I’m getting more into my coding, and now am trying to answer the question, “What is a feature?” Specifically, what are the features that I can glean from the audio to get a meaningful distinction between one song and the next, and what is the general description of this thing I call a “feature”.
My project is not intended to be focused on figuring out or implementing these features; I am focused on bringing them together into a navigable representation. But in the design of the Feature class I’m finding myself wondering:
- Do features operate at the song level, or at the section level? I should have the ability to deal with either type, but then, I am sometimes mapping song sections, and sometimes whole songs. What do I show to the user in the interface if I’m only really mapping a section of a song?
- Should I try to choose one section to be representative of the piece as a whole, and just do my analysis on that section?
- What are the must-have features people have already written code for, that can be easily adapted and plugged in to my engine?

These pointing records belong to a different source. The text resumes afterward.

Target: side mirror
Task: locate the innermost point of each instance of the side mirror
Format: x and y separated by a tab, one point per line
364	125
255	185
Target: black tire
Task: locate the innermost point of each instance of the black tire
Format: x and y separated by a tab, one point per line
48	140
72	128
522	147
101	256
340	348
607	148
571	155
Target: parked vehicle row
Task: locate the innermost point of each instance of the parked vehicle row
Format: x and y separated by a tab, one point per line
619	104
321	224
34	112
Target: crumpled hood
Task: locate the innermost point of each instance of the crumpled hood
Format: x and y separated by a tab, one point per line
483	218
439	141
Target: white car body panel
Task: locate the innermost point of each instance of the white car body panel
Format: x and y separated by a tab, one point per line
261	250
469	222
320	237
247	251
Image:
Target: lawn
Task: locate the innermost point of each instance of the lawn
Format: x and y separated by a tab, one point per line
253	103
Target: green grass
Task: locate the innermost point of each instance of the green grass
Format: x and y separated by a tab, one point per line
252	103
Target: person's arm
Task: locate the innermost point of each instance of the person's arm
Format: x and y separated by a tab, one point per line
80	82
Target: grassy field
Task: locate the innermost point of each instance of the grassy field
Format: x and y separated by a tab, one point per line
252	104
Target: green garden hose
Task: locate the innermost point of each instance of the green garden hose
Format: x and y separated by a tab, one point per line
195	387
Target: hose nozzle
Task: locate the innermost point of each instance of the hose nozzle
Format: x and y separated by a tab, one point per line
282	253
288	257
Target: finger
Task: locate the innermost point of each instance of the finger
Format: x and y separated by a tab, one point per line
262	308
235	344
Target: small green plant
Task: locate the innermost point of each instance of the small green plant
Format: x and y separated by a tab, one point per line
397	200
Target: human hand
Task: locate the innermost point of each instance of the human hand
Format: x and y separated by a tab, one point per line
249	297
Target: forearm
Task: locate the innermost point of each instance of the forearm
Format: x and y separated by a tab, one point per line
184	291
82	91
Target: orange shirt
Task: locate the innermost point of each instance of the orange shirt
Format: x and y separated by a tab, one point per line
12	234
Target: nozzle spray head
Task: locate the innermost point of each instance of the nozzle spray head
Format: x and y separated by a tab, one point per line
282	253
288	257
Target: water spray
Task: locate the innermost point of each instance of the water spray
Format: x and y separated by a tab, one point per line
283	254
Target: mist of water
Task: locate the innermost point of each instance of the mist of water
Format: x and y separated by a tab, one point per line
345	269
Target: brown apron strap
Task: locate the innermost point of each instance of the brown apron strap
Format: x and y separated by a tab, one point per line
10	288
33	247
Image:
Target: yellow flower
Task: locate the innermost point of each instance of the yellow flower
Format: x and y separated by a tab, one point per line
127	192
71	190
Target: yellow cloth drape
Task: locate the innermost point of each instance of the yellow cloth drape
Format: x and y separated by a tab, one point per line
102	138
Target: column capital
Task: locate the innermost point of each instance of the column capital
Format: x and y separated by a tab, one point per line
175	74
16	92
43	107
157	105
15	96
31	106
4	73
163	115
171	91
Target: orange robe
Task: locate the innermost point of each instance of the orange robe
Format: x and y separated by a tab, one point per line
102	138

- What kind of rhythm-based features can I pull out? (I mention this because I am sorely lacking in the rhythm arena.)
I will start with features like this (for each track):
- number of sections
- number of types of sections (counted by timbre type)
- number of types of sections (counted by pitch pattern type)
- mode of timbres
- mean level of specific timbre coefficients (coefficients shown visually at the bottom of this page)
- mean loudness (or max, maybe)
- confidence level of autotag assignment with tag1, tag2, tag3, etc… (multiple features here)
- frequency of appearance of tag assignment with tagA, tagB, tagC, etc… (multiple features here)
- time signature
- time signature stability
- track duration
(Note that, right now, I am not talking about similarity measures for pairs of songs, but rather quantifiable measures for one song at a time. I’ll deal with similarity later.)